A MULTI-COLOR OPTICAL SURVEY OF THE ORION NEBULA CLUSTER. II. THE H-R DIAGRAM

We present a new analysis of the stellar population of the Orion Nebula Cluster (ONC) based on multi-band optical photometry and spectroscopy. We study the color-color diagrams in BVI, plus a narrowband filter centered at 6200 angstrom, finding evidence that intrinsic color scales valid for main-sequence dwarfs are incompatible with the ONC in the M spectral-type range, while a better agreement is found employing intrinsic colors derived from synthetic photometry, constraining the surface gravity value as predicted by a pre-main-sequence isochrone. We refine these model colors even further, empirically, by comparison with a selected sample of ONC stars with no accretion and no extinction. We consider the stars with known spectral types from the literature, and extend this sample with the addition of 65 newly classified stars from slit spectroscopy and 182 M-type from narrowband photometry; in this way, we isolate a sample of about 1000 stars with known spectral type.
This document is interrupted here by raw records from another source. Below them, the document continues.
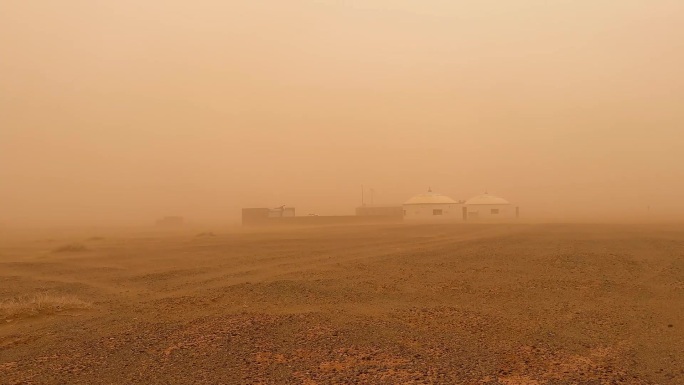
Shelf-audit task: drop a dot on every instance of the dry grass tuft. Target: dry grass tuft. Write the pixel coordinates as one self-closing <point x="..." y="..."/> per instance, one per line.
<point x="29" y="306"/>
<point x="71" y="248"/>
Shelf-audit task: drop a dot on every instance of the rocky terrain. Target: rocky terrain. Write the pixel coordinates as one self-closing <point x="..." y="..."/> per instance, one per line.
<point x="395" y="304"/>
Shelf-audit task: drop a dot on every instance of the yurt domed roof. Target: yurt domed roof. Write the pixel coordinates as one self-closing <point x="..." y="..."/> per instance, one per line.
<point x="430" y="198"/>
<point x="487" y="199"/>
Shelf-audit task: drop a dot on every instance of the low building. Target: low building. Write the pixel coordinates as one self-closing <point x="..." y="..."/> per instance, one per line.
<point x="172" y="221"/>
<point x="380" y="211"/>
<point x="257" y="216"/>
<point x="490" y="208"/>
<point x="433" y="207"/>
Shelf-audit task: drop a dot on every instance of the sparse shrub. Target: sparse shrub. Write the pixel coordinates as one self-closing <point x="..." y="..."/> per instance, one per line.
<point x="71" y="248"/>
<point x="44" y="303"/>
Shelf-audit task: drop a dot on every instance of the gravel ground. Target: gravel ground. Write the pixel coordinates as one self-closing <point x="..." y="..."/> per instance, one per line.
<point x="479" y="304"/>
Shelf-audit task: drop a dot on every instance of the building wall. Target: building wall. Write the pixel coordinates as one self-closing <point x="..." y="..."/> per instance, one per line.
<point x="396" y="211"/>
<point x="452" y="212"/>
<point x="487" y="213"/>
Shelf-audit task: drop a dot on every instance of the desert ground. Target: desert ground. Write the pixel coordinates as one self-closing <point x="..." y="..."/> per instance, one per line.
<point x="535" y="304"/>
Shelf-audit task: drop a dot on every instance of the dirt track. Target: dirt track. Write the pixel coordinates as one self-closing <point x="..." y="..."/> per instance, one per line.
<point x="510" y="305"/>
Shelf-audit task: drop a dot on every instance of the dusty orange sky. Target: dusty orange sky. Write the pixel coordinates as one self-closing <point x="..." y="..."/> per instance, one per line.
<point x="124" y="111"/>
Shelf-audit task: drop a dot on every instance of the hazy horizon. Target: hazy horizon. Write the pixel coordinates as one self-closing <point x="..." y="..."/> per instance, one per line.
<point x="124" y="112"/>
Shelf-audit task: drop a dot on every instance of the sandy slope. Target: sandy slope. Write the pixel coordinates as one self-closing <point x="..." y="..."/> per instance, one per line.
<point x="512" y="305"/>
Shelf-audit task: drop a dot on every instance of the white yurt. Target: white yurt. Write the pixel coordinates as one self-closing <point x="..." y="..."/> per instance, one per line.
<point x="488" y="208"/>
<point x="432" y="207"/>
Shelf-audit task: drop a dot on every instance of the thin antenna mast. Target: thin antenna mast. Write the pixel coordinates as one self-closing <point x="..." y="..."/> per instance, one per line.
<point x="362" y="201"/>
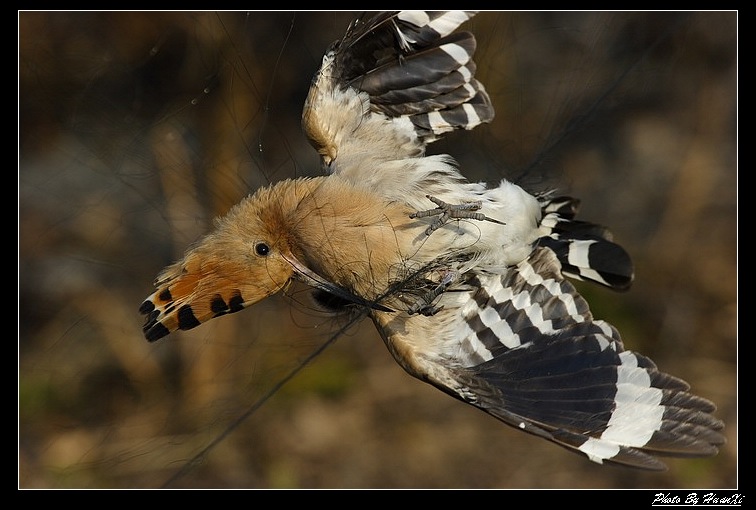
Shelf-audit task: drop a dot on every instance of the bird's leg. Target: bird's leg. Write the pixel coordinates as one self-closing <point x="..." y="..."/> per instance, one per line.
<point x="424" y="304"/>
<point x="451" y="211"/>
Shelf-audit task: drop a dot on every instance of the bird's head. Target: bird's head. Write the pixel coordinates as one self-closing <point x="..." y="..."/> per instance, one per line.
<point x="251" y="254"/>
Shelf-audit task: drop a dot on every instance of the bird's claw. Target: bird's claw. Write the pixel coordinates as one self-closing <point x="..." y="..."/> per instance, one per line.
<point x="446" y="212"/>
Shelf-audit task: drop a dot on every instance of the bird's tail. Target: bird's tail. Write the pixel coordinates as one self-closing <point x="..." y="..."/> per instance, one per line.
<point x="413" y="64"/>
<point x="585" y="250"/>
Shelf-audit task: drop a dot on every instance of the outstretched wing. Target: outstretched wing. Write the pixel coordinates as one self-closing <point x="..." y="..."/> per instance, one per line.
<point x="394" y="83"/>
<point x="525" y="348"/>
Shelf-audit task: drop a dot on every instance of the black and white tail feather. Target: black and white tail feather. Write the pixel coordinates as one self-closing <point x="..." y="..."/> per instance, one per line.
<point x="514" y="339"/>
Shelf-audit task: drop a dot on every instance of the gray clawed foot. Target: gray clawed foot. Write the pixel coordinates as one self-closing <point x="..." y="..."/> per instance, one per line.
<point x="446" y="211"/>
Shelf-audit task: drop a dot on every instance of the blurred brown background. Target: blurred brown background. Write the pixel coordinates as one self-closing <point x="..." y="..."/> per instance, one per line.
<point x="137" y="129"/>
We introduce a new method to self-consistently derive the stellar reddening and the optical excess due to accretion from the location of each star in the BVI color-color diagram. This enables us to accurately determine the extinction of the ONC members, together with an estimate of their accretion luminosities. We adopt a lower distance for the Orion Nebula than previously assumed, based on recent parallax measurements. With a careful choice of also the spectral-type-temperature transformation, we produce the new Hertzsprung-Russell diagram of the ONC population, more populated than previous works. With respect to previous works, we find higher luminosity for late-type stars and a slightly lower luminosity for early types. We determine the age distribution of the population, peaking from similar to 2 to similar to 3 Myr depending on the model. We study the distribution of the members in the mass-age plane and find that taking into account selection effects due to incompleteness, removes an apparent correlation between mass and age. We derive the initial mass function for low-and intermediate-mass members of the ONC, which turns out to be model dependent and shows a turnover at M less than or similar to 0.2 M-circle dot.